Mar, 05/03/2013 - 21:47

Il commento più sensato è quello di mr. cavalcavia: in una nazione di analfabeti della scienza, un posto come quello non serviva a nulla, ed i commenti scritti fin qui lo dimostrano.

odifrep

Mer, 06/03/2013 - 10:03

@gamma 18:39 - Caro amico, essendo un nativo del luogo ma "espatriato" nell'87 per la Lombardia, ove ancora oggi vivo, cerco di completare il Tuo sano ragionamento. Premesso che, ho già inviato a Giggino una (pppprrrr....) pernacchia che, la redazione ha censurata. Comunque, dai sempre addosso al responsabile con l'avvallo della teoria dei magistrati (non poteva non sapere) e non sbagli mai. Sarà poi CHI di dovere, a rifarsi (se lo riterrà opportuno) sul vero colpevole -se esiste-. Adesso cosa si prevede : interverrà magari qualche sovvenzione Europea, si "magneranno" anche quei soldi e la struttura resterà sempre così come si presenta ora. Non sarà meglio che la città della scienza, resti così come l'hanno voluta che fosse, senza alcun intervento????. Oh!!!! noh!!!!

tritolocivuole

Mer, 06/03/2013 - 10:10

Il sud che campa coi soldi del nord.....questa me la segno perchè è originale poi se vuoi farmi due conti degli introiti del turismo da roma in giù se ne può anche discutere.
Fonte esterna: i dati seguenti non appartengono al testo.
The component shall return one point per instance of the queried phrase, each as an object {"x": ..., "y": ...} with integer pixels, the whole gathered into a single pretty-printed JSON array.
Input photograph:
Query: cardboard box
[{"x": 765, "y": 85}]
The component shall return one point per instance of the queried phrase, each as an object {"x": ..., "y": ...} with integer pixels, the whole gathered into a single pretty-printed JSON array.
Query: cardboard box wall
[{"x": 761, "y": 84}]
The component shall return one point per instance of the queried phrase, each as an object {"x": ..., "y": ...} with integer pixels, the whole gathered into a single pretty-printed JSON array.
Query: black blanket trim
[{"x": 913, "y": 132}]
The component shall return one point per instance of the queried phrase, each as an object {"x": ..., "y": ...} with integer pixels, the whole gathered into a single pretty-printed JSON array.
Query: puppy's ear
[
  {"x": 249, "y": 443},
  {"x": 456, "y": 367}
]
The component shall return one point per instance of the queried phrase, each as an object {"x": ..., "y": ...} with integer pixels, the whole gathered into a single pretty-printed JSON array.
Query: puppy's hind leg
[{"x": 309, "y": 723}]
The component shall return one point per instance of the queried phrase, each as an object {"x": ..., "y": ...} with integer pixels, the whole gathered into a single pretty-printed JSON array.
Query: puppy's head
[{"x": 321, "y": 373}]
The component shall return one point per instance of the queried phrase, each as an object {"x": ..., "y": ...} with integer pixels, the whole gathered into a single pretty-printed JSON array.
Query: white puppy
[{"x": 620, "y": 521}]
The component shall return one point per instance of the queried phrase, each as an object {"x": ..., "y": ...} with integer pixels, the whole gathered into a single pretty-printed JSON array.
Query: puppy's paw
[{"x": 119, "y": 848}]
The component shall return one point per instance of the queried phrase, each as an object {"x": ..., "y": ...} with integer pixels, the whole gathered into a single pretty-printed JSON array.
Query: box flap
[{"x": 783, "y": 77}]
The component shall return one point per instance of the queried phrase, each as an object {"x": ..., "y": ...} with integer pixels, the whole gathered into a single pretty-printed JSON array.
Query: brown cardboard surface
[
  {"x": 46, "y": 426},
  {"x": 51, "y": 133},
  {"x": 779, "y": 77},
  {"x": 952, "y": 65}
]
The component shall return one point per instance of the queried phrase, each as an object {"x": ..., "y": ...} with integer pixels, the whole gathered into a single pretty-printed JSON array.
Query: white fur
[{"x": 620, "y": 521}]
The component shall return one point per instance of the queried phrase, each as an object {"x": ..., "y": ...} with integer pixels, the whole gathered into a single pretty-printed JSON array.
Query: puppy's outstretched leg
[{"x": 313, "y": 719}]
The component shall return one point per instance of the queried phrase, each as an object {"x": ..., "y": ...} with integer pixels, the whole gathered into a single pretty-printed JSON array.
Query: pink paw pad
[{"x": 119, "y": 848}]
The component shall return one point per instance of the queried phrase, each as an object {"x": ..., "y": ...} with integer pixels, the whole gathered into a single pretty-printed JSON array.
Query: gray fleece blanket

In ogni caso l'Italia è "Una, Sola, Indivisibile" se non vi stà bene liberi di emigrare in Afghanistan...io sono nato e cresciuto al nord comunque, giusto per precisare che sono tra i buoni ed onesti (Bleaaa!) Personaggi eccellenti di Napoli? bhe non sarà un genio nè uno scienziato, ma mi viene in mente Totò, che ha fatto ridere e piangere il mondo per almeno 4 generazioni e , credo, abbia poco a che spartire di quanto viene detto troppo spesso di Napoli. Era un covo di sperperi, ruffiani e paraculi? Se me lo dite voi ci credo, ma la cosa non mi fà tanto schifo quanto sapere che nel MIO paese (Sì, è MIO!) dei mafiosi di merda mi fanno sapere che devo chinare la testa o mi bruciano quando vogliono. Cordiali saluti da Nord a Sud

tritolocivuole

Mer, 06/03/2013 - 10:38

Dimenticavo... La munnezza di Napoli di chi è non lo so, ma nella munnezza tritata per almeno 20 anni nei terreni della Campania tranquillo che c'è anche la cacca mia e tua....

xawdoo

Gio, 07/03/2013 - 10:46

ma non hanno un sistema di videosorveglianza con hard disk? giusto per capire se e' doloso o meno.